March 28 (Reuters) - U.S. Senator Elizabeth Warren and other Democratic lawmakers renewed calls for financial regulators to direct the use of a payment code for firearms retailers, citing conflicting new state laws on the matter, a March 27 letter seen by Reuters shows.

A total of 33 U.S. senators and representatives urged regulators including U.S. Treasury Secretary Janet Yellen to issue guidance for banks and payment networks to implement a new "merchant category code," or MCC, approved by an international standards body in 2022.

WHY IT'S IMPORTANT

New federal guidance could resolve what, if any, new information payment networks should collect from firearms retailers.

Payment card companies including Visa and Mastercard

have paused much of their work to implement the new code, citing regulatory uncertainty.

CONTEXT

Laws passed by U.S. Republicans in at least seven states limit the use of the new code over concerns that it could be used to infringe upon gun rights enshrined in the U.S. Constitution's Second Amendment. Meanwhile, California has passed a law to promote its use and a similar bill is pending in Colorado.

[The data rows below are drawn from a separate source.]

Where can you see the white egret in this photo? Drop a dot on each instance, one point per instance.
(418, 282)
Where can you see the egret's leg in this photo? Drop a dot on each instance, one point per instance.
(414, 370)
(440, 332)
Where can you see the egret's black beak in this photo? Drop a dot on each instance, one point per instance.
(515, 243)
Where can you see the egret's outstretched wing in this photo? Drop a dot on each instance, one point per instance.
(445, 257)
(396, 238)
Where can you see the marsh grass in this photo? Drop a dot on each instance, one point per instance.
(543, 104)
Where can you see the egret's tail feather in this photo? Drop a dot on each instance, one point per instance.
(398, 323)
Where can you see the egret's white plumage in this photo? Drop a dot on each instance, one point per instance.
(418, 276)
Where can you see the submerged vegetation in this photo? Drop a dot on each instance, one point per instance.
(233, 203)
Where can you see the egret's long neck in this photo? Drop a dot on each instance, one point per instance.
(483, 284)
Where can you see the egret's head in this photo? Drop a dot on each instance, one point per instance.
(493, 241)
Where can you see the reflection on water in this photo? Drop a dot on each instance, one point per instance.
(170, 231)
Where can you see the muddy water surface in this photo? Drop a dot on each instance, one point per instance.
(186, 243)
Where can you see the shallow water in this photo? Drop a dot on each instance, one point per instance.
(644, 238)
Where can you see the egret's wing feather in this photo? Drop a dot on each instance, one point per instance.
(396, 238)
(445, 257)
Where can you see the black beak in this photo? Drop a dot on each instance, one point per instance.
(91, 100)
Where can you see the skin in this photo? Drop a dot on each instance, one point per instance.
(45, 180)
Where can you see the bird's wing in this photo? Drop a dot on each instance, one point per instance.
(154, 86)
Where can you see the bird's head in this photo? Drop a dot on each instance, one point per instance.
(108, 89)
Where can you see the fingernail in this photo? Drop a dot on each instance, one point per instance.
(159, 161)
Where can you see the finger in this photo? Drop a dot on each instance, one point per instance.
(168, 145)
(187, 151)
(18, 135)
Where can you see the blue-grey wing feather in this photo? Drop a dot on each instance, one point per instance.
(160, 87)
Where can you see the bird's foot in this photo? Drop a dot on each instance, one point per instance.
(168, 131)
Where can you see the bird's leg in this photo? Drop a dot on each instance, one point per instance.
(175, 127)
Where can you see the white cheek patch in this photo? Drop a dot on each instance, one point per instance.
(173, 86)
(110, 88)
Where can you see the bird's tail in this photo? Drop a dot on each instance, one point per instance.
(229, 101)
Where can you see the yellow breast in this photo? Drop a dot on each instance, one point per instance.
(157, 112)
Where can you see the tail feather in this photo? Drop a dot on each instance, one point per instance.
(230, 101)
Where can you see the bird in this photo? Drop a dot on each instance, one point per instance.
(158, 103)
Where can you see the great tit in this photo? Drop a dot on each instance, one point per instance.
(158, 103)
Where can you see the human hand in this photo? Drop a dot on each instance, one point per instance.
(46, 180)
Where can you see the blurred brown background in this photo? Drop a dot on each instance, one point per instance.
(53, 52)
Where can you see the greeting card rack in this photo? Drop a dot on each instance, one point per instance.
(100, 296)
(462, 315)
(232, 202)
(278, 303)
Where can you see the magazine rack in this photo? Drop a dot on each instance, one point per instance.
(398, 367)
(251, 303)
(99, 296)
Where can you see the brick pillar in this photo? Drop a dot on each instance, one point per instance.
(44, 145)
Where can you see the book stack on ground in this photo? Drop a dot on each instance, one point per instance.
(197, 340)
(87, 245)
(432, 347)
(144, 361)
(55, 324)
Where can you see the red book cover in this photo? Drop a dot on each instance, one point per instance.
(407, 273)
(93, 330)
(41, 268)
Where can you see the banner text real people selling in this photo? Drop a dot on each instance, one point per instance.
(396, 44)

The new code will not show specific items purchased but will identify where a person shopped by adding gun stores to a list of hundreds of existing retail categories. Proponents say the codes would help banks to flag suspicious purchases to reduce gun violence.

KEY QUOTES

"The need for uniform, clear federal guidance on this interstate commerce issue is becoming increasingly clear as states adopt differing and confusing rules about the gun store MCC," states the letter sent late on Wednesday led by Warren, of Massachusetts, and by U.S. Representative Madeleine Dean, of Pennsylvania. Warren urged similar action a year ago.

A U.S. Treasury Department representative referred questions about the letter to independent regulators including the Office of the Comptroller of the Currency. An OCC representative declined to comment.